In The Future, a group of tech billionaires is so worried about the future of the world which “is at a tipping point, ripe for salvation or destruction” that they spent vast fortunes not on saving the world but on ensuring their survival in the face of whatever apocalypse might hit them. Escape plans, early warning systems, bunkers, and military grade equipment are all meant to provide them a way to maintain their life and their lifestyle even if the world around them might no longer exist. (And yes, none of this is new: The premise of this novel feels like it was pieced together from news articles about billionaire bunkers.)
On the other end of the income spectrum, we have Lai Zhen, a survival influencer, making a living peddling much cheaper get-away and survival equipment to her followers.
Their worlds meet, when Lai Zhen connects with Martha Einkorn, assistant and close confidant of a leading tech executive, and their stories remain connected when Lai Zhen barely survives an attempt on heri life by religious fanatics and when - a few months later - the world appears to end and events accelerate.

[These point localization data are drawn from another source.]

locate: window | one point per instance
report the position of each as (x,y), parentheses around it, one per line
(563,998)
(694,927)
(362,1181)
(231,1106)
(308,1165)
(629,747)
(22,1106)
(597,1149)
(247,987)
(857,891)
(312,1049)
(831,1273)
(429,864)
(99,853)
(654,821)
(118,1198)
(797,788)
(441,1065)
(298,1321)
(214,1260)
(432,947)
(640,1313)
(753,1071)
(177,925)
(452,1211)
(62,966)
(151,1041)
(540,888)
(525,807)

To be fair, I enjoyed reading the book. It most definitely wasn’t boring. But then, it felt like the book didn’t fully deliver on its promise. It was trying hard to be a story about tech bros ruling the world while ignoring its catastrophic demise. It was trying to shine a light on the downsides of social media (is that still needed in 2024)? And Alderman worked hard to create space in the book for all the material she must have thoroughly researched: Drones, AI, refugee camps and climate change, the takeover of Hong Kong by China, religion (old testament!), and cults, tech moguls building end of days shelters, and humanity’s plight after becoming farmers (we have all read Sapiens by now - no need to walk us through this part again). It is all there. And yet, a lot of times it just feels like Alderman is packing too much into the story, trying to make a moralizing point (and always keeping alive the techno-enthusiastic idea that a handful of people can change the world).
And then we have the ending. As far as surprising plot twists go, this was quite something. And it was too much. I really don’t want to spoil too much, but there is a surprising plot twist and there is outright deception. Finishing The Future, I felt deceived.
Again, if you just want to have an entertaining read, The Future is a fine book (just skim over some of the Reddit forum transcripts). But don’t expect more than that.